Saturday, May 12, 2012

Comfort About "The End Of The World"

There is something that I read in the news that I believe is important to share with my readers. I expect that many of you are worried about the Mayan calendar ending this year. The news says that a discovery was found that shows that the Mayan calendar does NOT end this year.


I am going to interrupt my planned blog posts to tell you about this news to give you a little bit of comfort. This is not meant to make you think that preparedness is not necessary. It still is.


We still have a lot of scary-looking things looming in our near future. We must protect ourselves by being prepared for various specific and generic disasters.


The discovery was in Guatemala, and it was found in an excavation that was probably the home of a royal scribe in the Mayan court. One wall of the excavated room has calculations on it connected to the Mayan calendar. 

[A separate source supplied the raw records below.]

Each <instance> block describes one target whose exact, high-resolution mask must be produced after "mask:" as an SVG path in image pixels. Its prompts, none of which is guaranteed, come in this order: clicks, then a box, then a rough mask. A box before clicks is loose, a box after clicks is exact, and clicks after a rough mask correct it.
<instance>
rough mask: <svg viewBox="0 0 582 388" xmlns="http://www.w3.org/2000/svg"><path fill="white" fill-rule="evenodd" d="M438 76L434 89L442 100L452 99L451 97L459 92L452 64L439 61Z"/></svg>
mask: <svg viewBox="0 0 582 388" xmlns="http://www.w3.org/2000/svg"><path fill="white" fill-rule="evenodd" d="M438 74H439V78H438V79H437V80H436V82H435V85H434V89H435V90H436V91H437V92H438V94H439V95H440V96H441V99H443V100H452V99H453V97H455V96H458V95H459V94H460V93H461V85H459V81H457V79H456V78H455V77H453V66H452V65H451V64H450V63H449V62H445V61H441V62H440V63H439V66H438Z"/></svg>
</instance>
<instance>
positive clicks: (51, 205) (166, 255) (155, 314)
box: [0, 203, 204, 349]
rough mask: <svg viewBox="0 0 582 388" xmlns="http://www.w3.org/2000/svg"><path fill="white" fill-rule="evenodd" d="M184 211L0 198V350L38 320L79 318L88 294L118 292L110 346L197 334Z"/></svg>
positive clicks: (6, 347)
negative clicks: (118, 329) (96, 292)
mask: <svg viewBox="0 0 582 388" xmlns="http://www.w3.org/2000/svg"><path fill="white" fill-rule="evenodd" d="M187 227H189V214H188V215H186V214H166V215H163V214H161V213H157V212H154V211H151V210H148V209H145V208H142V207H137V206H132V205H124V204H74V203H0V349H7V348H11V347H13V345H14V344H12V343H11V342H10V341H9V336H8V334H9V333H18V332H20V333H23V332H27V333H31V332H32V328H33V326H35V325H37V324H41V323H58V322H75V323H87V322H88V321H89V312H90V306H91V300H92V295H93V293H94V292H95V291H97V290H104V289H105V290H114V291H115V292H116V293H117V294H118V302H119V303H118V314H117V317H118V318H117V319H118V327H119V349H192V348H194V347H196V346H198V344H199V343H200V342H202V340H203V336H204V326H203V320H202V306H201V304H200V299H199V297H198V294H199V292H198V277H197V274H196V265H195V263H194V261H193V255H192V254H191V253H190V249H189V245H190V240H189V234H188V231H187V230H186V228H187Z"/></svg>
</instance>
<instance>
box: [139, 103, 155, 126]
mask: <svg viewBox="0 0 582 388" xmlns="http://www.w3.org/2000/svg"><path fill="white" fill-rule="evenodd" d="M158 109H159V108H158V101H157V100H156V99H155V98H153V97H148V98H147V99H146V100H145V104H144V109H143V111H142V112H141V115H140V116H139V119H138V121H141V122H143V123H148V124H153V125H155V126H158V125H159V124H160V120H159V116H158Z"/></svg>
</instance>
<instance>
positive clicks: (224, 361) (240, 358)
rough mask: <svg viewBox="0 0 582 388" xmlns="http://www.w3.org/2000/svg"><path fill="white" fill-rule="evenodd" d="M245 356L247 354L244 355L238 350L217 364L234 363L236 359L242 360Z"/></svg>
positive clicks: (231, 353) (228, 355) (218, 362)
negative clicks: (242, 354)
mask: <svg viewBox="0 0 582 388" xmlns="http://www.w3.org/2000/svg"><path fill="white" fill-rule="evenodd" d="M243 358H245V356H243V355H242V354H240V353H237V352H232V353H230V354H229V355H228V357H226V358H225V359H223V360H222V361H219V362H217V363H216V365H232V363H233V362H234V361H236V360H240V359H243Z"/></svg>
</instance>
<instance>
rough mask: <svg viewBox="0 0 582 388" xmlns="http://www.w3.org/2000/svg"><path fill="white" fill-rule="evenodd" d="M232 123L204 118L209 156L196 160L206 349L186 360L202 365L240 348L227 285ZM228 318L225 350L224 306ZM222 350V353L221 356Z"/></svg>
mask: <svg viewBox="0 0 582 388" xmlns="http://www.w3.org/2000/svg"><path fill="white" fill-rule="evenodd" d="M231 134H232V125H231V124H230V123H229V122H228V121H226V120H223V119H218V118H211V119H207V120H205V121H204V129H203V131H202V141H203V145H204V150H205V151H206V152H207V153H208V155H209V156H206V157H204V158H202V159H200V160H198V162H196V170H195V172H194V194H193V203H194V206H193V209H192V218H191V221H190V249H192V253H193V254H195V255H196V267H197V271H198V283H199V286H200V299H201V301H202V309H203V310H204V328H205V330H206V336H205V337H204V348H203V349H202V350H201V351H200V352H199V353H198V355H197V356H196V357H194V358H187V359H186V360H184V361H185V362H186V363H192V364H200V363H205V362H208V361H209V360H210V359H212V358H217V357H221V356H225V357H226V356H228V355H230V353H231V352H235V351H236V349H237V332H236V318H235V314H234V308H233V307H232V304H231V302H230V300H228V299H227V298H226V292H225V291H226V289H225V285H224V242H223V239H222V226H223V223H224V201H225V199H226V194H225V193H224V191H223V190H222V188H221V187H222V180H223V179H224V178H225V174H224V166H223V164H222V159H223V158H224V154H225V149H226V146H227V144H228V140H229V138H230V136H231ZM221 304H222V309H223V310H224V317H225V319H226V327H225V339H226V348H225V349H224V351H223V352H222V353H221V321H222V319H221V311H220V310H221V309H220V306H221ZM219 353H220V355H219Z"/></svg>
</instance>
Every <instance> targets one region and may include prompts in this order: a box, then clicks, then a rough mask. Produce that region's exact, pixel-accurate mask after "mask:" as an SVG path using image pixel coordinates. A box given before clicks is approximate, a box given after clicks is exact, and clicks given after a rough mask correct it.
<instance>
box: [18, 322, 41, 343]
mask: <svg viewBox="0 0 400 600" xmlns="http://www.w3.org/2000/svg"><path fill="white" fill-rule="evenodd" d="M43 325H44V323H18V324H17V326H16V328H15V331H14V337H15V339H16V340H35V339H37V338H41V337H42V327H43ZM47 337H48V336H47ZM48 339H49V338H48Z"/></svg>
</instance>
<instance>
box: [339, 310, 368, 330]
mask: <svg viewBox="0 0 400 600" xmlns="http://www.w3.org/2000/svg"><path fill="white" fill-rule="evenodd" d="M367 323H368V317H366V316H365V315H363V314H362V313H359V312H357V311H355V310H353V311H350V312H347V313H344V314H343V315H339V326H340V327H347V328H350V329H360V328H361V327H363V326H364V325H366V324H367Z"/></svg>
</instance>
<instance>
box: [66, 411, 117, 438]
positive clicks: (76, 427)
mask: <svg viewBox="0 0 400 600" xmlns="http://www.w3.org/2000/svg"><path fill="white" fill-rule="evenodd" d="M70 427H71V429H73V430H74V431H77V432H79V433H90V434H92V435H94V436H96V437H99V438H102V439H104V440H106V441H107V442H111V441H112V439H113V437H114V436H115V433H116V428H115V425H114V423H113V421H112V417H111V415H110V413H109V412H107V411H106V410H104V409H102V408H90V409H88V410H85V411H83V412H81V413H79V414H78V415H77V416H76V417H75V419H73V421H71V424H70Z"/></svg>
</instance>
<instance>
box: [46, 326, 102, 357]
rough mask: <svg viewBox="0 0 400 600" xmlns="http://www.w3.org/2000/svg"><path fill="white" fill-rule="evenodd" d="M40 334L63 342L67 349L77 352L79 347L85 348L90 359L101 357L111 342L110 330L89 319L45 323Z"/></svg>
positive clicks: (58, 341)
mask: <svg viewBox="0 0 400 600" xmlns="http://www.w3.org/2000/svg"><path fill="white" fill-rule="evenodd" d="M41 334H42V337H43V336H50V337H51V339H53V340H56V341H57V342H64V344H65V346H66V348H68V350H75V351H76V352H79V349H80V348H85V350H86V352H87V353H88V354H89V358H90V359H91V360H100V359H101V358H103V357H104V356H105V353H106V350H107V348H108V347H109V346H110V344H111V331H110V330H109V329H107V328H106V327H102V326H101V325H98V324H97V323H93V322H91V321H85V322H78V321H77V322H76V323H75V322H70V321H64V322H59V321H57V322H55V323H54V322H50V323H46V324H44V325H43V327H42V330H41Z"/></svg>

These calculations make it clear that the Mayan calendar does not end this year, and this year is only the end of a repeating cycle. I learned this elsewhere a short time ago, but had no corroborating evidence for it. These Mayan calendar calculations definitely provide this.


I prefer to worry about the most realistic version of horrible impending events that I can possibly find. There is enough to worry about without wasting my worries on things that are not as likely to happen. 


In case you are new to all of this, the end of the Mayan was taken, along with many other authorities, to mean that this year, (Dec. 21 to be exact), would be the end of the world. Some interpretations of these things were that things may become chaotic or reach a crisis or several crises, but it will be survivable. I go for the last idea and am posting on this blog to help other people to be able to prepare to survive whatever comes.


I consider my blog to be a preparedness, light, version. I strongly advise readers not to stop with my blog for their preparedness, but to use the links I often provide to learn more.


If you are short on money for preparedness, my blog has a lot of cheap preparedness ideas, and I try to point readers to others. I am in that spot myself, so we who share that problem must use ingenuity, time, and effort to make up for the lack of money. We can be prepared for emergencies even without a lot of money. 


I would like to encourage my readers to keep your spirits up and let your own work encourage you, as you do whatever preparedness measures you can manage.


Studying how to make a Dakota Stove does not require you to spend any money and it does a lot for your preparedness. Study and practice making a fire, and you may be more prepared for a disaster than someone who is wealthy.


I plan to publish about kinds of spiritual gifts that individual readers may already have, tomorrow.